After any incident or near-miss

  • [ ] Affected wallet is immediately decommissioned. Funds moved to a brand-new wallet on a clean device. Approvals revoked.
  • [ ] Drain transaction hash is documented and reported to wallet vendor phishing list, chain explorer, and any forensics provider.
  • [ ] Affected device is treated as compromised — full reinstall before any further wallet use.
  • [ ] You ignore every DM that arrives offering 'help' or 'recovery' for the next 90 days.

What this checklist won't do

No checklist defends against the social-engineering and emotional-manipulation playbooks behind pig butchering or romance scams.
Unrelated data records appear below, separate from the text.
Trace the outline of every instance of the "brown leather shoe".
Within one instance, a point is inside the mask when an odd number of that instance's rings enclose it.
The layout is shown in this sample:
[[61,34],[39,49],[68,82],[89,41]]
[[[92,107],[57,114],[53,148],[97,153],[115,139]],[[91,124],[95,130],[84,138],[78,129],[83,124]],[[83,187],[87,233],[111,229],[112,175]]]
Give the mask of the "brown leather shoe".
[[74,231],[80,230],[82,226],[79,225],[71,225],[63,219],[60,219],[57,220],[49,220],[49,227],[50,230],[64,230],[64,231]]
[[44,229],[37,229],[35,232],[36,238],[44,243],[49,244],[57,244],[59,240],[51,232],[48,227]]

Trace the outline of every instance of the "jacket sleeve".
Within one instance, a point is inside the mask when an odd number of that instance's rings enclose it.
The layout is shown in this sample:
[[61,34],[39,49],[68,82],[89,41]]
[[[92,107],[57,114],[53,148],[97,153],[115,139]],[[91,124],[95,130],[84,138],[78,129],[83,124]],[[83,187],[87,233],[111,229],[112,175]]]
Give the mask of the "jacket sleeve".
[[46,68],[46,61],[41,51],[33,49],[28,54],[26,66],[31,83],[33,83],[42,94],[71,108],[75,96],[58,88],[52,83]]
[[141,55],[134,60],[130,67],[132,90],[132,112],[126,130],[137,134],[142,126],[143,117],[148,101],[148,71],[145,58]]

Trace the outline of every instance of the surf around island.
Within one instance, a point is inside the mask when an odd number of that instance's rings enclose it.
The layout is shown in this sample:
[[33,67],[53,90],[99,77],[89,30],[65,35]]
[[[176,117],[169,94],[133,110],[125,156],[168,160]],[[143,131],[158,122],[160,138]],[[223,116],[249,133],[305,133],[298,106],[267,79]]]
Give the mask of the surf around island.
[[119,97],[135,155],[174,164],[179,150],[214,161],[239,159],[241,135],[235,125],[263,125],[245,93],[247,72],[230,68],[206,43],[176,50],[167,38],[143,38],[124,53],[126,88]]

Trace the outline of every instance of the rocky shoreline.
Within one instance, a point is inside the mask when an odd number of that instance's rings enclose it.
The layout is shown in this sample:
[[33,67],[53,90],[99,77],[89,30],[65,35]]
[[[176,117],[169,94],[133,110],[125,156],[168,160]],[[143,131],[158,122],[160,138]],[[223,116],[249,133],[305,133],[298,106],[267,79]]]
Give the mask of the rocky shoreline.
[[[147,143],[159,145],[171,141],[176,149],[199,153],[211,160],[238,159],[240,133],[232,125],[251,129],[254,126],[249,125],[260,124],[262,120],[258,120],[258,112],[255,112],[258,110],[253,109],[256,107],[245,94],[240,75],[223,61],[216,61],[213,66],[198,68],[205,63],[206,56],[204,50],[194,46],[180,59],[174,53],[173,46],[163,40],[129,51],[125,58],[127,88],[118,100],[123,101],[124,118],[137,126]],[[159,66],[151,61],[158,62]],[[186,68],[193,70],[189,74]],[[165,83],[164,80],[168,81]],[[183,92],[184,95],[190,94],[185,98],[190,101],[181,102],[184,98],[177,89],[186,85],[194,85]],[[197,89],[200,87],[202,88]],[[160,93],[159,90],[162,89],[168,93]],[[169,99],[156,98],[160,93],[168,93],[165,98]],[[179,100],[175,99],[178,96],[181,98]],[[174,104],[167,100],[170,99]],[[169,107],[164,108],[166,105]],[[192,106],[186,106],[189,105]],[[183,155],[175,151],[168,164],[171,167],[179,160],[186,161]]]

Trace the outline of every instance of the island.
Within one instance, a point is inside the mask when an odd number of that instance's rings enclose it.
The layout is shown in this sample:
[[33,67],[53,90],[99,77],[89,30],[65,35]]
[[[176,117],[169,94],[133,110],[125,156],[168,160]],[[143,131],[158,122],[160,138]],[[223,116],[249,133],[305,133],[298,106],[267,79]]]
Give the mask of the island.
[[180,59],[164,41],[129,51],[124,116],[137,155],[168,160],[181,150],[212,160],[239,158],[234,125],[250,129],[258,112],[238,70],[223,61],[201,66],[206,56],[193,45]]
Those require different defenses — primarily, knowing the patterns and refusing to make financial decisions in the heat of an online relationship.

What this checklist does

It dramatically reduces the chance that a single mistake — a moment of inattention, a compromised dApp, a stolen device, a SIM swap — translates into a total loss. Most catastrophic loss events happen because the victim was running a single wallet for everything, with stale approvals, on a shared device, with weak operational hygiene. Walking through this list once a year cuts that risk by an order of magnitude.

Block off two hours, work through it section by section, and consider it your annual crypto MOT.